Service Learning

Service Learning provides students with the opportunity to make academic connections between the University and the world through service experiences, promoting their development into true citizens and leaders of the community. Service Learning is a partnership between students and the community whereby both parties are learning from and giving to one another. During the Service Learning Colloquia, students participate in meaningful service projects and learn from texts and classroom discussions about the issues they are studying.

Honors is committed to extending learning beyond the classroom through a reflective service curriculum which allows students to use their newly acquired skills and knowledge in real-life situations throughout their academic career. The powerful benefit of Service Learning is not that students end a social problem, but that they begin to better understand themselves and their community.

The Service Learning Colloquia are designed to help students engage in a variety of academic and intelligent discussions about many of the social issues in the Jacksonville community such as: At-Risk Youth, Children's Health, Domestic Violence, Poverty, Refugee Issues, Adult Health Care, Literacy, and the Environment. Students are offered a wide range of service sites including: Clara White Mission, Habitat for Humanity Jacksonville, Nemours Children's Clinic, Mayo Clinic, The Bridge of Northeast Florida, Hubbard House, Lutheran Social Services, BEAKS, Tree Hill, and the Boggy Creek Gang Camp.
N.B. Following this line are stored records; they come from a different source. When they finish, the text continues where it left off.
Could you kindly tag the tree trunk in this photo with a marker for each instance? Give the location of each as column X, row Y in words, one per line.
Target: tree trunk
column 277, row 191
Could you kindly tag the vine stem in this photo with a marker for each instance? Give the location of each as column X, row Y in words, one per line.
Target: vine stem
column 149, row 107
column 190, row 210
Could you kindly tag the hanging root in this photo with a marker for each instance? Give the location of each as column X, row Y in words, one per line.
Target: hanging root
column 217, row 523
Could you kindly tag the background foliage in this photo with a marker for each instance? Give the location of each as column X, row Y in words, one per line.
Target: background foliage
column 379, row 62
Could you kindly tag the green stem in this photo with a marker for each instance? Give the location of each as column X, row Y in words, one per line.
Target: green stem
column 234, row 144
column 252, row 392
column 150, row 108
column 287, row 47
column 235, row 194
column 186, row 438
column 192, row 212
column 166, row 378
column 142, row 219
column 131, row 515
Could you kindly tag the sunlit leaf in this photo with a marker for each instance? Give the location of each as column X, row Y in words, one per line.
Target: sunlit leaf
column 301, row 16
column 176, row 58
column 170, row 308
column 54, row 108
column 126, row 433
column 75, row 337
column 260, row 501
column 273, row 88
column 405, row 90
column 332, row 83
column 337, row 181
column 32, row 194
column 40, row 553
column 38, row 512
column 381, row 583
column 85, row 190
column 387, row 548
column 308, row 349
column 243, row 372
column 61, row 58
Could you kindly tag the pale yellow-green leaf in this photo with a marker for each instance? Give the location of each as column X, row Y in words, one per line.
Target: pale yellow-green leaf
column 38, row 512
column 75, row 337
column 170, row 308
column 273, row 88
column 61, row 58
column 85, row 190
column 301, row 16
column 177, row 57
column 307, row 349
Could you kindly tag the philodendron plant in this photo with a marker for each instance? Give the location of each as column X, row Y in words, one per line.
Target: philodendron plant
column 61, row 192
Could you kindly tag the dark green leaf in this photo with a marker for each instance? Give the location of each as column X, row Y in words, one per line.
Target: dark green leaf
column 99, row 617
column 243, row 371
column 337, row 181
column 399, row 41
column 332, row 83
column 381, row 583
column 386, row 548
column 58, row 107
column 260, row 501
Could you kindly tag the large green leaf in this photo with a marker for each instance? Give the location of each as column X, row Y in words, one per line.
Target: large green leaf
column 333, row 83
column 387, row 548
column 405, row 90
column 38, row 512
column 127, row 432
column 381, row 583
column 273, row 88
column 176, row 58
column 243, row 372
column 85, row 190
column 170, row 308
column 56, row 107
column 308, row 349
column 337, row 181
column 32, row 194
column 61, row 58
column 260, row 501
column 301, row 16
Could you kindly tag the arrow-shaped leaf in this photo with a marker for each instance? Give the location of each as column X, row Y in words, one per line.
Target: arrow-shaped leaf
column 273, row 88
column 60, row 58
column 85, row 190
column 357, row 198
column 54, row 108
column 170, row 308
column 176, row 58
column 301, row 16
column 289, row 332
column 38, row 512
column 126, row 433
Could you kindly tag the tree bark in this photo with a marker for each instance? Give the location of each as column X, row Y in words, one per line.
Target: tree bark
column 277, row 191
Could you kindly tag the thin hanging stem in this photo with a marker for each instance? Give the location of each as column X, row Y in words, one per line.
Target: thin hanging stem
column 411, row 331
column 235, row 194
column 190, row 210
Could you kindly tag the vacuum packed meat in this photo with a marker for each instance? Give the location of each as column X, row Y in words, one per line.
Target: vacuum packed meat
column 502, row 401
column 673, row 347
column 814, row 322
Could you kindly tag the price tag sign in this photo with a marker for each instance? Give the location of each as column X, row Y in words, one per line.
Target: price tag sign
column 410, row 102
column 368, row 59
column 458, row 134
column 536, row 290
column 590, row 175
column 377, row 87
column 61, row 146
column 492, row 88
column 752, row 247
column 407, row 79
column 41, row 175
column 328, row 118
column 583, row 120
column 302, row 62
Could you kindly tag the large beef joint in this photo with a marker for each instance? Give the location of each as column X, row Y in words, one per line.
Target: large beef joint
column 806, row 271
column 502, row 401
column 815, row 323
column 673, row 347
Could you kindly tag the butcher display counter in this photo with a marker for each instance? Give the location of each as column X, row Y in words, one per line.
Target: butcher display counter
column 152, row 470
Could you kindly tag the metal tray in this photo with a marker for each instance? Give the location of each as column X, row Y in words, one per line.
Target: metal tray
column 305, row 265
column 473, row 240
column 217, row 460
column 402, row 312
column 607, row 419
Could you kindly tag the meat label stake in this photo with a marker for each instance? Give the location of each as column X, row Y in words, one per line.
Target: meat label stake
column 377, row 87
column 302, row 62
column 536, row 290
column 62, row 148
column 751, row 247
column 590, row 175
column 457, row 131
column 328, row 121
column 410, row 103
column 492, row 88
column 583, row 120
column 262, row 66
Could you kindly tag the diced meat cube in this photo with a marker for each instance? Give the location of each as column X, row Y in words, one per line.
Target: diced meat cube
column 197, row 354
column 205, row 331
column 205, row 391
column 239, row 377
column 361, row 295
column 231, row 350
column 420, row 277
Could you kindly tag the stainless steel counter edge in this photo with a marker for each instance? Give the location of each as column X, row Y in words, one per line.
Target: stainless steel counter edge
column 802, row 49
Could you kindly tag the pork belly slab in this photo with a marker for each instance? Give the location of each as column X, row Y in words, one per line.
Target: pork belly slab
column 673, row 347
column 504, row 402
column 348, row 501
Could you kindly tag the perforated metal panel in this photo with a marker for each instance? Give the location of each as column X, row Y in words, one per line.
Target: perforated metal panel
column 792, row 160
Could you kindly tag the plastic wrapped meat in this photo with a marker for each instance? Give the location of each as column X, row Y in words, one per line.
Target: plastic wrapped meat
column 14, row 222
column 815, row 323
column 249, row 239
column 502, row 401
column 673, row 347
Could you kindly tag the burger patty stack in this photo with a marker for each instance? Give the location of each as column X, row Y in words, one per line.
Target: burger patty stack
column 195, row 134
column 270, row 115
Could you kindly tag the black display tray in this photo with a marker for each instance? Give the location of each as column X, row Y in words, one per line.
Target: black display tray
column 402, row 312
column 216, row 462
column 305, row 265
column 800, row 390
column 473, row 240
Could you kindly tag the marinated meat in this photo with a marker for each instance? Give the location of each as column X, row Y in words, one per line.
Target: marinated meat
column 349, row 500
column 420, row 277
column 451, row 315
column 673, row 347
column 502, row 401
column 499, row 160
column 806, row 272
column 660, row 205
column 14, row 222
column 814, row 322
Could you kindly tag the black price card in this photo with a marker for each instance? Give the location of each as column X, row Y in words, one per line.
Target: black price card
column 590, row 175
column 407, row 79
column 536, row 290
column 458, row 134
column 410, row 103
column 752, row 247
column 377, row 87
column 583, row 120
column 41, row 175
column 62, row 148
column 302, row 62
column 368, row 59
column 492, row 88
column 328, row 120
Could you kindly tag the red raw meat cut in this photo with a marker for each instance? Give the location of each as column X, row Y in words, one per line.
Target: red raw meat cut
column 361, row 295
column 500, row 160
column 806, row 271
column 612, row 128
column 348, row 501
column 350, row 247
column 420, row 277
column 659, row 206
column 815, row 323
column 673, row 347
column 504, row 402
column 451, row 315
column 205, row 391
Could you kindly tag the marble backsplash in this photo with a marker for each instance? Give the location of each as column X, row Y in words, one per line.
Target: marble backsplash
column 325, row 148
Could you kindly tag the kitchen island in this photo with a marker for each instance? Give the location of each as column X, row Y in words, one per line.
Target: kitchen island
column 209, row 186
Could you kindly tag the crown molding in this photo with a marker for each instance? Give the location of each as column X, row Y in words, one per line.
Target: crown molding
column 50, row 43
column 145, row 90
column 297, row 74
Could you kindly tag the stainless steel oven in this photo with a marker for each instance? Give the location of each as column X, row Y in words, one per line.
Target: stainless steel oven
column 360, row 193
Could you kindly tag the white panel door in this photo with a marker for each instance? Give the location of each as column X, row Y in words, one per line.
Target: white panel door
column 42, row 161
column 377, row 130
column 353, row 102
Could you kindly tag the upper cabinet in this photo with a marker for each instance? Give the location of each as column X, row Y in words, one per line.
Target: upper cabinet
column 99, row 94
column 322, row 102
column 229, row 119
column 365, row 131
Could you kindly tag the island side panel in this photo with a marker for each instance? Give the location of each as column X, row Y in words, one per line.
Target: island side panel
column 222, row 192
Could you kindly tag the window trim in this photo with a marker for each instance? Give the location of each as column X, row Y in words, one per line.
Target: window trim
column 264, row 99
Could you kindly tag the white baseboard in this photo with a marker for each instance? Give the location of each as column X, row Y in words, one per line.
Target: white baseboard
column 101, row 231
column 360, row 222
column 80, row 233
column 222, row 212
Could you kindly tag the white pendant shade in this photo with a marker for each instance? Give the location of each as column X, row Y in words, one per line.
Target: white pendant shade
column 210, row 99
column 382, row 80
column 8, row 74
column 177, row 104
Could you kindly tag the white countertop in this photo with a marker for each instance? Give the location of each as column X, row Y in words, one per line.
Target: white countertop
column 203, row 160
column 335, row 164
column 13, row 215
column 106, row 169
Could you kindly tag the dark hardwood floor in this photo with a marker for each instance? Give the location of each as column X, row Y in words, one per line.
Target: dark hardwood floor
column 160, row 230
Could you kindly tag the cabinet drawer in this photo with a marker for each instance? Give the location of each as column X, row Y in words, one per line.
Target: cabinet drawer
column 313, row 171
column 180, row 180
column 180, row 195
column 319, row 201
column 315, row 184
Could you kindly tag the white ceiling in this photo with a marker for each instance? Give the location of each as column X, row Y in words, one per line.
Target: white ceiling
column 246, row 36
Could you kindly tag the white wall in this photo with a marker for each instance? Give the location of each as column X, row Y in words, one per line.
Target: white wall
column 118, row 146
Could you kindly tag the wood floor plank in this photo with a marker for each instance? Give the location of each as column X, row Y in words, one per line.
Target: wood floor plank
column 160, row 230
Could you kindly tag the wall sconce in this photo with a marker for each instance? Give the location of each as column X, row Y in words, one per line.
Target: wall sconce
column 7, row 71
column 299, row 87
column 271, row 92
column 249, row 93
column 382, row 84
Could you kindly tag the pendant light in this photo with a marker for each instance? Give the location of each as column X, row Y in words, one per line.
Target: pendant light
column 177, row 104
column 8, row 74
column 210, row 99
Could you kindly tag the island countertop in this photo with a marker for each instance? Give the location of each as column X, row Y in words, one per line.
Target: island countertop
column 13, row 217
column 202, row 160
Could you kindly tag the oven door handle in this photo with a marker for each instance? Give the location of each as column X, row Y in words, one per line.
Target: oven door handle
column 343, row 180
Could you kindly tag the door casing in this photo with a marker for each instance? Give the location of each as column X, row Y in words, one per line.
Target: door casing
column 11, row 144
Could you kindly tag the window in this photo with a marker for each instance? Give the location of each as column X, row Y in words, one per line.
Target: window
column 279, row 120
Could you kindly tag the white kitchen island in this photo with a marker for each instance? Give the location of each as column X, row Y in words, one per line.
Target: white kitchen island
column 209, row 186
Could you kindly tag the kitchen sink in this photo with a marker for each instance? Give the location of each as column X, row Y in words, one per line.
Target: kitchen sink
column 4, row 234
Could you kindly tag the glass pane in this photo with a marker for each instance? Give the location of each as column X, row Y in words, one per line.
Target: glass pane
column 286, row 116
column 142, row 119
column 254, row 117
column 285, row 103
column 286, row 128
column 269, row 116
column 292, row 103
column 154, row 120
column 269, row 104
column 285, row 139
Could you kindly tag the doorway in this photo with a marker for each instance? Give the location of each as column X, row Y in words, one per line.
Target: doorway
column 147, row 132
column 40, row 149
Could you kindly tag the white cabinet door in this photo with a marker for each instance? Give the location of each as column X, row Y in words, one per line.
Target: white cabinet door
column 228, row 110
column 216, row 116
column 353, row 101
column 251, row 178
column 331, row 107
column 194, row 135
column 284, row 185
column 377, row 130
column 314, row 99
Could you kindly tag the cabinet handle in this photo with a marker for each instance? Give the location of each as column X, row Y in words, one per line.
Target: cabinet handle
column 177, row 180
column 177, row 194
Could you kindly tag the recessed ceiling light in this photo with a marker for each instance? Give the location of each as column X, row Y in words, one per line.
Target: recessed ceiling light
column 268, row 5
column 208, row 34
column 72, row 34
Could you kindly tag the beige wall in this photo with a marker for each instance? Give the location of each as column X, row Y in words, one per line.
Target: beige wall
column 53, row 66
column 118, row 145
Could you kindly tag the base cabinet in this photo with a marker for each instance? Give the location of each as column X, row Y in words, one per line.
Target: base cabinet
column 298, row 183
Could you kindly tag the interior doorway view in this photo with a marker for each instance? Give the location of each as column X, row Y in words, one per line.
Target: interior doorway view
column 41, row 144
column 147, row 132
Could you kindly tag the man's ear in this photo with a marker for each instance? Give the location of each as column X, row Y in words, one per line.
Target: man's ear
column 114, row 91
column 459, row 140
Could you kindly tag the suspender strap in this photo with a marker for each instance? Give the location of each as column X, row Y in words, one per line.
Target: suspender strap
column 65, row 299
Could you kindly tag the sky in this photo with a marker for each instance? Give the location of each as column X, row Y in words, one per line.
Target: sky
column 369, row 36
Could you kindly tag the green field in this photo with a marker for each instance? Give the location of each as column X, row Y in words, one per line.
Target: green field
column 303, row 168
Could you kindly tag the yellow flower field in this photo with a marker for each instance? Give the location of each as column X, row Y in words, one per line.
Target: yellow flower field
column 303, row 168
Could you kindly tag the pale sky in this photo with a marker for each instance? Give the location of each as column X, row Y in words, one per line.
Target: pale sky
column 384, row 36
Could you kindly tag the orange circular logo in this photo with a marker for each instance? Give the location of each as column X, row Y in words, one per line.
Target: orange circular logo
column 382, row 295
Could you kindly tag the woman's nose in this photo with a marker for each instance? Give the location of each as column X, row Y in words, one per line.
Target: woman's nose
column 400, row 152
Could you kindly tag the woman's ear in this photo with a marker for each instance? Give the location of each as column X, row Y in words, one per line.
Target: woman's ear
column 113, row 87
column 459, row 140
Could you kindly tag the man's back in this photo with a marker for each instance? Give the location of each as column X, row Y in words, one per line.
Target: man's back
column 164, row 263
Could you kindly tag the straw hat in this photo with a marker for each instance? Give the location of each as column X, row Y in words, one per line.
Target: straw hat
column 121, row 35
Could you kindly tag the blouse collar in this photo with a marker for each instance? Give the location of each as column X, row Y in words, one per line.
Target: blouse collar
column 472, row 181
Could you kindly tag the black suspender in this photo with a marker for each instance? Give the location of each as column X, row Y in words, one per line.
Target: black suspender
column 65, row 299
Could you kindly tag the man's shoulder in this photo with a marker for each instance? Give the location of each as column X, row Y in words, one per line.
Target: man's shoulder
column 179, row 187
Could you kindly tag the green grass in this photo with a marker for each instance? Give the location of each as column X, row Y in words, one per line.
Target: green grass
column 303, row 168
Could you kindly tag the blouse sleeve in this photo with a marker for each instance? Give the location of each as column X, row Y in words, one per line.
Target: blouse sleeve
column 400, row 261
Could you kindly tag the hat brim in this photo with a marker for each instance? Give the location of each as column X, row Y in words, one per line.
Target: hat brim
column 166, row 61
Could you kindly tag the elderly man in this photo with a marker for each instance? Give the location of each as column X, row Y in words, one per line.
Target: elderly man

Some examples of past service learning projects include:

Honors students created a mentoring program for at–risk high school youth as a means to understanding the barriers to success in the lives of these youth. In addition, students secured a partnership with NIKE and the Jaguars Foundation who sponsor a scholarship for the at–risk youth to attend UNF.

Honors students traveled to our nation's capital, Washington, D.C., for spring break. There they worked with children on the burn unit at the Hospital for Sick Children in an effort to understand children's health issues.

Honors students adopted refugee families who had just arrived in the United States. They help the refugees learn and adapt to the American culture while examining the impact of displacement of individuals on politics, health, homelessness, and employment issues.